Capitol Update: Hope Looms for Our Political System
Apartment Industry Colleagues,
I have a secret. As a tolerant reader of this column, I consider you part of the circle of trust, so Ill take the leap and share. Here goes Im beginning to think there may be hope for our political system.
As you recover from your shock at such statements of folly, you will recall the many times in my monthly missive where I have lamented the sorry state of affairs in the halls of Congress. Ive used up paragraphs crabbing about the new normal of partisan dysfunction, petty squabbling and seeming inability of our political representatives in Washington to address the growing list of problems facing the country. However, recently a dinner conversation with two members of Congress one Republican and one Democrat opened a sliver of light into this seemingly impenetrable void. It was refreshing and reminded me that all is not lost.

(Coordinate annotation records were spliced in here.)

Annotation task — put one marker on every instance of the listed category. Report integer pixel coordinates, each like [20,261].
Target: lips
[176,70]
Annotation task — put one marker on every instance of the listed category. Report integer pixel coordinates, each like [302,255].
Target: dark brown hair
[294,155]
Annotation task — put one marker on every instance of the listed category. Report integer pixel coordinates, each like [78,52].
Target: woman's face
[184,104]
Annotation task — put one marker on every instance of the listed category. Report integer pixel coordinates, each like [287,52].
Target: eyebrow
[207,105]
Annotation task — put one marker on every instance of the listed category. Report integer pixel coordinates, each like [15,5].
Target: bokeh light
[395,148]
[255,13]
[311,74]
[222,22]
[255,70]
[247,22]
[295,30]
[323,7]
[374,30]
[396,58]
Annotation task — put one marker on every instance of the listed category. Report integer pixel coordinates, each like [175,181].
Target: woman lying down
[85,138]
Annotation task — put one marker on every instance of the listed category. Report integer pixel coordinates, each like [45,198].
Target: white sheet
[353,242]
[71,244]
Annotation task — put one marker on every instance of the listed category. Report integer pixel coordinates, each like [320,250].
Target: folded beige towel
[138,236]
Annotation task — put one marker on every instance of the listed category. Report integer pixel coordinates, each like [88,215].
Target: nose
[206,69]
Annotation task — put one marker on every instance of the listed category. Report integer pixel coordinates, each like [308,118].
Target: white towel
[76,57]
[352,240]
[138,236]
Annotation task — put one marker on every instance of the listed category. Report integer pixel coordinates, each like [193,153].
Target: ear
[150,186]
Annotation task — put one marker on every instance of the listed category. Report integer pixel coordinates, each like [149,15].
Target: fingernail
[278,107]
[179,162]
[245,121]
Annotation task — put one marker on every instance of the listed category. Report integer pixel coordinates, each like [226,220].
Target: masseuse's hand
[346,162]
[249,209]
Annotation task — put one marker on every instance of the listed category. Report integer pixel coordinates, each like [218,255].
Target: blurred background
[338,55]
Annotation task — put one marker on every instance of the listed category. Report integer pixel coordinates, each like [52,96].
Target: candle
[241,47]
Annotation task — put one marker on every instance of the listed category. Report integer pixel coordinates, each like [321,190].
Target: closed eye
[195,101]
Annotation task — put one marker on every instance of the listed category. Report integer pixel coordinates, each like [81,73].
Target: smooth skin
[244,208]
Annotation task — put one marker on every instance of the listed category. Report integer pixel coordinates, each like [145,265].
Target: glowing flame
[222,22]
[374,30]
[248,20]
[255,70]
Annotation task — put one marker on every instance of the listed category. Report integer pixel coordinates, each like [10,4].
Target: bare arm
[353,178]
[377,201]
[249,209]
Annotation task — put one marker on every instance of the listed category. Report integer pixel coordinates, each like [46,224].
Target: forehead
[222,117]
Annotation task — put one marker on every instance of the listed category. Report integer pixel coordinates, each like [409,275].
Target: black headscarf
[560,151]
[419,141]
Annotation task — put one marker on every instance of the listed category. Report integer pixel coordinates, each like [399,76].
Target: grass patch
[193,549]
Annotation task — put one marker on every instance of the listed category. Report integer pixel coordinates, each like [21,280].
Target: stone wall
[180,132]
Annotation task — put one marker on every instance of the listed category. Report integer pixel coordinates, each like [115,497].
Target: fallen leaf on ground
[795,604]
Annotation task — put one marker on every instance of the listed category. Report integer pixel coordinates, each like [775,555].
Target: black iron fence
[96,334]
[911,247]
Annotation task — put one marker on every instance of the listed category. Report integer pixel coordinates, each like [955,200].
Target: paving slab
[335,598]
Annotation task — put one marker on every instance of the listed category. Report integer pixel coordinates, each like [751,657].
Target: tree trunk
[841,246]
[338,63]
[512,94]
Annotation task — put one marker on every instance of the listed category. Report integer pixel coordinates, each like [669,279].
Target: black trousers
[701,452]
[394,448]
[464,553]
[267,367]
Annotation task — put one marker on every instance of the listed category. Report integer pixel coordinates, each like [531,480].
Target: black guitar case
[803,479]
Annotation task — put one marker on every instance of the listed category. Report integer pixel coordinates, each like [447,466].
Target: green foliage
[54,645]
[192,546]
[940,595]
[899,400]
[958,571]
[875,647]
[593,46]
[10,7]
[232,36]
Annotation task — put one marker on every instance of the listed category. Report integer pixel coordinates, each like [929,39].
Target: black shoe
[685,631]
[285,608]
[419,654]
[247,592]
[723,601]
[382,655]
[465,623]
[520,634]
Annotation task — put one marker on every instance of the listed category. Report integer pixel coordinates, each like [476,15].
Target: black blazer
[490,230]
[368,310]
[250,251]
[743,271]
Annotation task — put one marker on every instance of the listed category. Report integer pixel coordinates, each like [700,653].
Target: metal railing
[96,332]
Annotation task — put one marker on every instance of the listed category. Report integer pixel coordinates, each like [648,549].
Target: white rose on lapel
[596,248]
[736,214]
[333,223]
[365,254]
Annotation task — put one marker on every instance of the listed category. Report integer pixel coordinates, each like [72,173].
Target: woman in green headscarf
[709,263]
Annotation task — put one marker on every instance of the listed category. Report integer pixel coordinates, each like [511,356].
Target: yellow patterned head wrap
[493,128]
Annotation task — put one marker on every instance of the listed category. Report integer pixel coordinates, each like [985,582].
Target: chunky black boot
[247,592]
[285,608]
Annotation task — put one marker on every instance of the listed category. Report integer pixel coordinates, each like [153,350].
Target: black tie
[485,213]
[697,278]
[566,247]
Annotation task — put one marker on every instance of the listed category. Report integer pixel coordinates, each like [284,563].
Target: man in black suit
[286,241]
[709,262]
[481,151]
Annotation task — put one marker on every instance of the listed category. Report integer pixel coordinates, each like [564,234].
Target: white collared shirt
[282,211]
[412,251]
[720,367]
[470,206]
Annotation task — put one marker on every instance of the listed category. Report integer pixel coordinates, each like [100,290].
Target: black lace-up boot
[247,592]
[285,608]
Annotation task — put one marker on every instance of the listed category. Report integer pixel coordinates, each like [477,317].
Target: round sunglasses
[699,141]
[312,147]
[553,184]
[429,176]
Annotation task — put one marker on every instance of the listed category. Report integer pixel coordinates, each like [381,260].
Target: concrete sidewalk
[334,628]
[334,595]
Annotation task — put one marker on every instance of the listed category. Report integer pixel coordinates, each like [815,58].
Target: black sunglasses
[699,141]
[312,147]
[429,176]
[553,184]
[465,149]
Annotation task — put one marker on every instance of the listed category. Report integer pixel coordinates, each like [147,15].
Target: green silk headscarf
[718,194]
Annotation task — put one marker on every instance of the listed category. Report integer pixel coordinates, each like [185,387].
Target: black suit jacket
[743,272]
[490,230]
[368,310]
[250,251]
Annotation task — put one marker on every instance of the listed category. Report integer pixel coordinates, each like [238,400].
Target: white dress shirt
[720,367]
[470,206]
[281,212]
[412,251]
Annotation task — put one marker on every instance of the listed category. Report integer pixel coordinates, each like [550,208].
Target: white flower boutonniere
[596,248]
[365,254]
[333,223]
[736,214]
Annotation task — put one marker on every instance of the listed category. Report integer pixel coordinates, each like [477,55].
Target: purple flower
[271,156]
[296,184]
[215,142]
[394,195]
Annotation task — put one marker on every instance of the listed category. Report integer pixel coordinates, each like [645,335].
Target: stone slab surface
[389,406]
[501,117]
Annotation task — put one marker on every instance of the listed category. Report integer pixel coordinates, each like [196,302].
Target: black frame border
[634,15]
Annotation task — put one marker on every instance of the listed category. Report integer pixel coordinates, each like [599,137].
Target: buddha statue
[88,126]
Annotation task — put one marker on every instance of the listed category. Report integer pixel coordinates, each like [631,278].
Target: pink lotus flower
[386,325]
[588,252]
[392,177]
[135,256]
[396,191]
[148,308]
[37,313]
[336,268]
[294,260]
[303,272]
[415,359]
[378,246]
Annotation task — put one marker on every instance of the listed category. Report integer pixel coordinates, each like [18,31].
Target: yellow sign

These two Representatives occupy the middle of their parties ideological spectrum. Such brave souls are increasingly squeezed out by the political base of both parties in favor of more extreme, exotic candidates, but these two individuals manage to hold the middle ground. They proudly and publically search for common cause with the other side and promote common sense, bipartisan solutions to actual important issues. They leave the red meat, doctrinaire crusades to the extremists. Both will speak frankly about the weaknesses in the party apparatus that enable bad behavior by some and pull no punches when leadership gives in to partisan pressure. Bipartisanship is not a talking point to them, it is a guiding principle that is evidenced in the bills they co-sponsor and the votes they take.
And the reason this gives me hope is that it actually might be having an effect. Case in point is legislation passed earlier this year to fix the standard by which doctors are paid for Medicare patients. As I have reported previously in this column, this was no small thing as a permanent solution eluded Congress for more than a decade. Many seniors lived in constant fear that at any time they would lose access to their doctors. Then, this past April, House Speaker John Boehner (R-Ohio) and House Minority Leader Nancy Pelosi (D-Calif.) stood tall against the most conservative and liberal voices within their respective caucuses to pass the doc fix. There were plenty of opportunities for either one of the leaders to fold under pressure but they chose instead to follow a compromise strategy. Moderate, pragmatic members of the House helped make this possible.
Now I always say that any smart advocacy group does not discriminate among elected leaders and works with whoever supports their cause and gets the job done. That means knuckle-dragging conservatives or screaming liberals. As Bob Sugar says in Jerry McGuire, its not show friends, its show business. We will always support our allies wherever they may live on the political spectrum. However, when the challenges for our industry and the nation are so great, the outcomes so important and time to act so short, we should also strongly support those members of Congress who are constructive players in the process. They understand that it takes collaboration and compromise to succeed and that its worth it to do so.
What is also exciting about these two members of Congress is that they keep getting re-elected! Sure, they have large blocs of constituents on the far right and far left, but those voices are drowned out by the voters who appreciate a focus on getting things done, a lack of craziness and a willingness to work with those of different opinions. Imagine if other, like-minded voters made themselves heard at the ballot box in other districts and states. Hope springs eternal.
If this column echoes your beliefs, I encourage you to take advantage of Congresss summer recesses to meet with your members of Congress at home. Tell them apartments matter and why we need elected officials in Washington who want to work together to seek solutions to issues impacting our industry. You can learn more on the NAA website.
As always, thanks for reading. Talk with you next month.